The Fort Lauderdale City Commission voted to pass a resolution against the anti-transgender bills in the Florida House and Senate.

The resolution, brought forth by Commissioner Steve Glassman, a gay man, is in response to HB 1475 and SB 2012, calling for athletes to play on teams according to their biological sex in the name of “equality.”

“I completely support this resolution,” Commissioner Ben Sorensen said. “My daughters are 4 and 7 and it’s my hope and dream that they will compete against and side by side with [transgender] athletes.”

Vice Mayor Heather Moraitis though voted against the resolution and Commissioner Robert McKinzie was not present during voting — however, he did voice that he was against it during discussion.

Moraitis shared that her vote was because of women’s rights and asked to not have her name on the resolution if it passed.

“I will not be supporting this tonight, and to me, this issue is really about women’s rights,” she explained. “We fought long and hard for equality. Now that we’re almost there, we’re going to change the rules to allow the biologically stronger men to replace females on the field or pool or wherever you are competing.”

She noted that her two daughters play water polo, and in times they’ve played with boys, “there was just a huge difference.”

McKinzie simply said, “I echo the vice mayor.”

Glassman fired back saying he was “offended” by the argument and likened the bills to the transgender bathroom bills that swept across the country.

“That is such a mischaracterization of these bills,” he said. “Everyone knows why these bills have surfaced in the United States and it has nothing, nothing to do with women’s rights and women’s rights in sports. I’m actually offended by that interpretation of these bills. These bills do nothing but demean and marginalize young people who are already marginalized and demeaned enough in our society.”

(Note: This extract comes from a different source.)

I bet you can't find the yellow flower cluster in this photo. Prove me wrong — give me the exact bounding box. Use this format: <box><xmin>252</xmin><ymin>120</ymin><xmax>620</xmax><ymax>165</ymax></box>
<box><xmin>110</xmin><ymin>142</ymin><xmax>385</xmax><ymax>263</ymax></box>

Moraitis responded to Glassman, saying she herself was offended that “you keep attacking, I feel like me personally and my interpretation of how I feel … You can attack the legislation but I'm entitled to my feelings and my position and I represent a lot of people that feel the same way.”

Sorensen shared his support of the resolution and added he looks “forward to the day where we have continued growth and acceptance of everyone.”

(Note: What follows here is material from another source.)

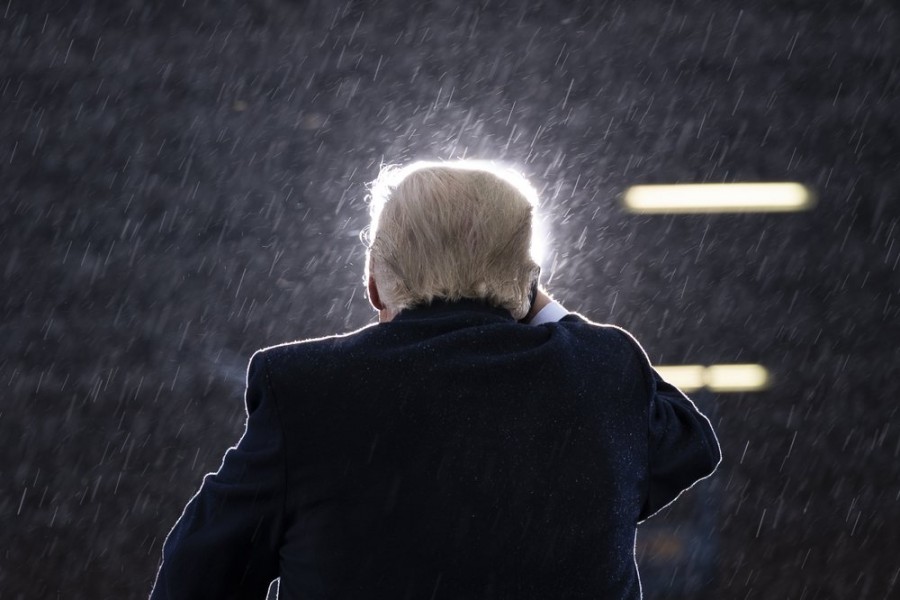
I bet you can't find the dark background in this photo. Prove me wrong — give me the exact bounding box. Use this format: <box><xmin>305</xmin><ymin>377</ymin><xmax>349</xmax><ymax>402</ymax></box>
<box><xmin>2</xmin><ymin>0</ymin><xmax>898</xmax><ymax>597</ymax></box>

Last to speak during the dicussion was Mayor Dean Trantalis, a gay man, who recently wrote a letter to Florida Gov. Ron DeSantis, urging him to oppose the bills. Edward Martí Kring, the community and field organizer with SAVE, spoke during public comments of the organization’s support of the resolution.

 

 

The NCAA has also spoken out against the bills that ban transgender athletes from playing on teams. In the past, it pulled a championship game out of Illinois when it passed a discriminatory law against LGBT people.

During the discussion, Trantalis explained that transgender athletes being allowed to play on the team they identify with doesn’t allow for men to suddenly decide to play for a women’s team.

“It doesn’t work that way,” he said. “I don’t think anybody who is transgender is trying to get a one-up on anybody … I don’t think they’re looking for or trying to take advantage of other women. I don't think it’s intended to be a threat to other women.”

He continued, “I don’t think demonizing and marginalizing these folks is the way to address it. The way to address it is to, first of all, love one another and to embrace one another and try to understand one another. I think that these two bills that are being proposed in the House and Senate are in no way attempting to do that.”

With the resolution passed in Fort Lauderdale, it seems that the Senate bill in Tallahassee is not seeing the same success — it appears to have stalled and may not make it this legislative session.